じっと傷口を見ていたらいつの間にか航平と目が合っていた。



航平は、困った笑いをして首を傾げる。




「俺の顔になんか付いてる?」

「え?!あ、いや〜..その..」





(横顔を見てたら傷に気がついて眺めてましたとか言えない!!後者はいいとして、前者は完全に変人扱いされる〜..!!)




困り顔すらかっこよく見えてしまう愛寧は恋の病にかかっているのだろう。



「あ、あの...眉毛の傷、もしかして土曜の倒れた時の傷かなって...」



気になっちゃって と付け加えるち、航平は照れたように手で傷口をかくして



「恥ずかしいから見ないで」




と照れた。その照れた顔は愛寧の心に一直線に刺さり愛寧は緩む口元を手で隠した。


(何そのポーズッ!!可愛すぎるんですけど〜..反則じゃないですかぁあ!!!!可愛い。可愛いの一言に尽きる。)



「..?平気??」


「大丈夫。確か、救急車来てたよね?平気だったの?」


「見られてたんだ..」

そう言って、照れ笑いをして愛寧の心をまた掴む。



「あの時は、ボールが頭にあたってそのまま倒れたんだ。これはその時の傷でまだカサブタだったんだけど弟に剥がされて..」



「..脳震盪とか大丈夫だった?」



「軽い脳震盪だったけど、少し休めばよくなったし心配してくれてありがとう。」


"ありがとう"そう言って見せた笑顔はキラキラと愛寧は輝いて見えた。

焼けた肌にまだピンク色の新しい皮膚。ワイルドに見えるけど見せる笑顔はまだ幼さが垣間みる。

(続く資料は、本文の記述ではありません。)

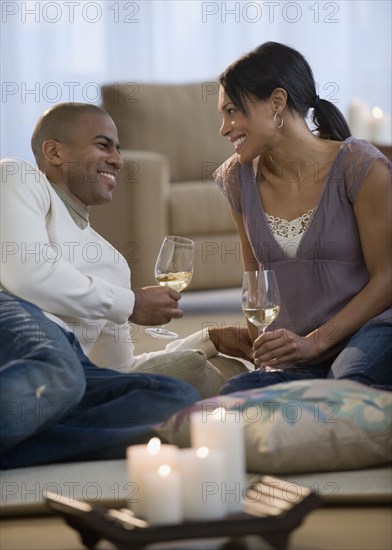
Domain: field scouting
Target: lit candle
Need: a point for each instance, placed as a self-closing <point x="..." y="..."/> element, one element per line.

(ありがとうって..こちらこそありがとうって言いたい!!弱ってる藤平さんを支えてあげたい.!!)


「えー、すみません。少しだけ自習してください」


先生が教室を出ていくと、教室はだんだんうるさくなる。




愛寧が航平の笑顔に浸っていると、前の栗毛の女の子が振り返った。

「あいっちょ、久しぶり〜!杏奈このクラス初めましての人が多くてー寂しかったんだ〜!あいちょがいてくれてよかった〜!!あと航平も!」


にっこり笑うのは立川杏奈|《たちかわ あんな》運動神経抜群で幼い頃からサッカーを続けている。

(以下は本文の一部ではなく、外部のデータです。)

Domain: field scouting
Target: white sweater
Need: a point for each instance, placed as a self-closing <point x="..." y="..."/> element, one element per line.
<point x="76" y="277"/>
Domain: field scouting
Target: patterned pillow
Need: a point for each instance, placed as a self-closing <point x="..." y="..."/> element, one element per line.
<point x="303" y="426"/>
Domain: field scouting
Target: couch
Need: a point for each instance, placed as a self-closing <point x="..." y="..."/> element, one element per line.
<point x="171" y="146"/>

可愛い顔を武器にあざとく、男子に人気な女子だ。負けず嫌いなところがたまに傷である。

「あとってなんだよ、おまけかよ。」


「だって、杏奈はあいっちょがいればいいんだし」


えへへ〜と航平を煽る。

言っちゃ悪いが、杏奈は女子ウケが悪く、ぶりっ子と思われてあんまりいい顔はされていない。

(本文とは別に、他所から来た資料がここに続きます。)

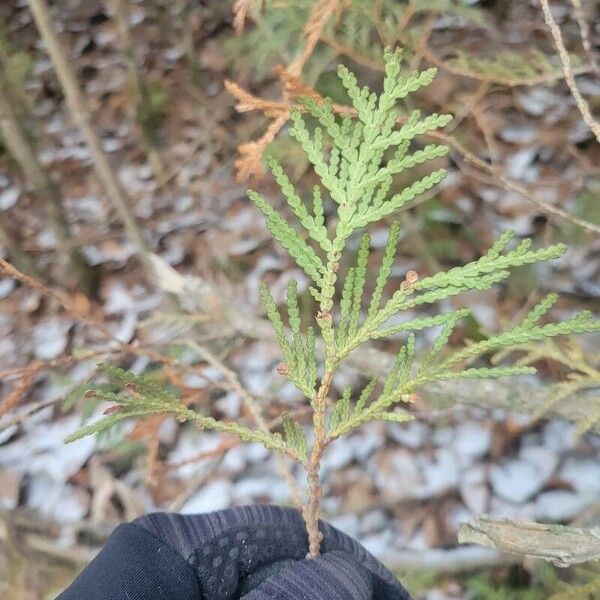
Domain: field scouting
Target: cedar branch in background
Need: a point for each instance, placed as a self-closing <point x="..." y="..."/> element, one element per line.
<point x="357" y="161"/>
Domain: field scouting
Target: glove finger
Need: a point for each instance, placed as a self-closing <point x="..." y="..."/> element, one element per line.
<point x="333" y="576"/>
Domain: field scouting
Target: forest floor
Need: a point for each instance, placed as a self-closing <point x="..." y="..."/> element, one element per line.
<point x="401" y="490"/>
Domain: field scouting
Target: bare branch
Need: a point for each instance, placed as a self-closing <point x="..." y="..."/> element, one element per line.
<point x="562" y="546"/>
<point x="565" y="60"/>
<point x="80" y="113"/>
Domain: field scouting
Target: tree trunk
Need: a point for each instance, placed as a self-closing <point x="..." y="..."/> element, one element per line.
<point x="22" y="150"/>
<point x="80" y="114"/>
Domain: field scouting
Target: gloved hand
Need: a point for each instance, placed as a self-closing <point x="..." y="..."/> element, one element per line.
<point x="245" y="553"/>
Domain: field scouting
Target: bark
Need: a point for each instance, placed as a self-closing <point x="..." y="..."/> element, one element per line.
<point x="81" y="116"/>
<point x="22" y="150"/>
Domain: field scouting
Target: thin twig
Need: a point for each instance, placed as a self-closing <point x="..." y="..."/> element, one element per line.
<point x="565" y="60"/>
<point x="562" y="546"/>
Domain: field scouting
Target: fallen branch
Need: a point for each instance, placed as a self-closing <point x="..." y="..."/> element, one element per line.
<point x="515" y="395"/>
<point x="562" y="546"/>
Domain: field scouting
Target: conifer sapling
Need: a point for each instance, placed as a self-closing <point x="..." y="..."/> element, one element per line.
<point x="356" y="160"/>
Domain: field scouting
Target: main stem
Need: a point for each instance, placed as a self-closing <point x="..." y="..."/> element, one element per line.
<point x="313" y="468"/>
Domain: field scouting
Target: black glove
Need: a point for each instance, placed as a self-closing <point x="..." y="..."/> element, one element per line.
<point x="245" y="553"/>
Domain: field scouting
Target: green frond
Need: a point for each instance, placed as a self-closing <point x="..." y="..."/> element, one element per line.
<point x="313" y="225"/>
<point x="524" y="334"/>
<point x="360" y="276"/>
<point x="361" y="403"/>
<point x="448" y="325"/>
<point x="486" y="373"/>
<point x="294" y="436"/>
<point x="109" y="422"/>
<point x="398" y="416"/>
<point x="538" y="311"/>
<point x="298" y="349"/>
<point x="346" y="302"/>
<point x="305" y="257"/>
<point x="385" y="269"/>
<point x="341" y="411"/>
<point x="311" y="359"/>
<point x="277" y="323"/>
<point x="418" y="324"/>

愛寧とも1年の頃同じクラスになり身長が低いもの同士でよく話していた仲だ。

あいっちょは愛寧のあだ名で杏奈が勝手に呼んでいる。


「杏奈ちゃん!1年間よろしくね!!」


愛寧も杏奈のことはよく思っていない。とても単純...航平と仲がいいからだ。

同じ小学校出身と言うのもあって小さい頃から交流がある。